Measure of "how much diagonal" a matrix is

Given that your entries are frequencies, and you want to give credit for being "close" to the diagonal, a natural approach is to compute the correlation coefficient between the row and column. That is, suppose your matrix is built as follows: repeatedly generate a pair of numbers $x$ and $y$, and increment the count of the matrix entry at position $(x,y)$. If you think of $x$ and $y$ as samples of random variables $X$ and $Y$ respectively, then the sample correlation coefficient $r$ of $X$ and $Y$ lies between $-1$ and $1$. It is $1$ if $X$ and $Y$ are perfectly correlated, $-1$ if they are perfectly anticorrelated. The point is that $X$ and $Y$ are perfectly correlated (in this case, equal) precisely when the matrix is diagonal, strong correlation means the matrix entries tend to be near the diagonal.

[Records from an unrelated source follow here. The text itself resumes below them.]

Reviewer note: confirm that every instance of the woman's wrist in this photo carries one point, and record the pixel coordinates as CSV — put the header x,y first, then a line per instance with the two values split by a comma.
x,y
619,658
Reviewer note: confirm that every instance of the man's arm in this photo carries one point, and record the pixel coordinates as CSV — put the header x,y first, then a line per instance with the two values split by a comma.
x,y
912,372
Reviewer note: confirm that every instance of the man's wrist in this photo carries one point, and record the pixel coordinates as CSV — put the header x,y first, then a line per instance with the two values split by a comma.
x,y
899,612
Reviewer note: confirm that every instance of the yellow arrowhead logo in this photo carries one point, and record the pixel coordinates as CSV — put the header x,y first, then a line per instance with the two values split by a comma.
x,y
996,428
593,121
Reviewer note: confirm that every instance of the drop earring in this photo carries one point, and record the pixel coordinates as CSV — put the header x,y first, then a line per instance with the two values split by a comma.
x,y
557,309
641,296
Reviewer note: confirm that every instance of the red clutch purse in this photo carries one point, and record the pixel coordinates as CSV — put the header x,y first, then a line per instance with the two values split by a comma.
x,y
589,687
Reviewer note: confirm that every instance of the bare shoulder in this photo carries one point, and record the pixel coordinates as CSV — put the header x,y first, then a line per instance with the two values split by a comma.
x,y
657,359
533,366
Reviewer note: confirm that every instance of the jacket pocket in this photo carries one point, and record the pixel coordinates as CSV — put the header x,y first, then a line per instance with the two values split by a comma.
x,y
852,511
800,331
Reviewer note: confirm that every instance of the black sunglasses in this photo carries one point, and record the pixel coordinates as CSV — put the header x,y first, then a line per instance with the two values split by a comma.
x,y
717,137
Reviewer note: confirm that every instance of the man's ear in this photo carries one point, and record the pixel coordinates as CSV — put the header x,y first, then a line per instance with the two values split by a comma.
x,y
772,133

This is robust: the correlation coefficient is unchanged if you scale the matrix (and the formula turns out to make sense even if your entries are nonnegative real numbers).

If you adapt the formulas in the above reference to this situation, they take the following form. Let $A$ be a $d\times d$ matrix; let $j$ be the $d$-long vector of all ones, and let $r=(1,2,\ldots,d)$ and $r_2=(1^2,2^2,\ldots,d^2)$. Then:

$$\begin{align} n &= j A j^T \textrm{ (the sum of the entries of $A$) }\\ \Sigma x &= r A j^T\\ \Sigma y &= j A r^T\\ \Sigma x^2 &= r_2 A j^T\\ \Sigma y^2 &= j A r_2^T\\ \Sigma xy &= r A r^T\\ r &= \frac{n\, \Sigma xy -\Sigma x\, \Sigma y}{\sqrt{n\, \Sigma x^2 - (\Sigma x)^2}\sqrt{n\, \Sigma y^2 - (\Sigma y)^2}} \end{align}$$

Some examples:

Diagonal matrix: $\left( \begin{array}{cccc} 1. & 0. & 0. & 0. \\ 0. & 5. & 0. & 0. \\ 0. & 0. & 30.5 & 0. \\ 0. & 0. & 0. & 3.14159 \\ \end{array} \right): \quad r=1.000000$

Diagonally dominant matrix: $\left( \begin{array}{ccc} 6 & 1 & 0 \\ 1 & 5 & 2 \\ 1 & 3 & 6 \\ \end{array} \right): \quad r=0.674149$

Uniformly distributed on $[0,1]$: $\left( \begin{array}{cccc} 0.2624 & 0.558351 & 0.249054 & 0.484223 \\ 0.724561 & 0.797153 & 0.689489 & 0.273023 \\ 0.462727 & 0.119412 & 0.911981 & 0.636588 \\ 0.089544 & 0.160899 & 0.910123 & 0.549202 \\ \end{array} \right): \quad r=0.233509$

Tridiagonal: $\left( \begin{array}{ccccc} 2 & 1 & 0 & 0 & 0 \\ 1 & 3 & 2 & 0 & 0 \\ 0 & 2 & 3 & 4 & 0 \\ 0 & 0 & 1 & 2 & 3 \\ 0 & 0 & 0 & 1 & 1 \\ \end{array} \right): \quad r=0.812383$


Here's an easy one. Let $M$ be your measured matrix, and $A$ be the matrix which agrees with $M$ along the diagonal, but is zero elsewhere. Then pick your favorite matrix norm (operator probably works well here) and use $\|M-A\|$ as your measurement.

If you want more fine tuned understanding of 'clustering', instead of making all the entries off the diagonal $0$, weight them by what band they are on. So the super and sub diagonal might take half the corresponding value in $M$.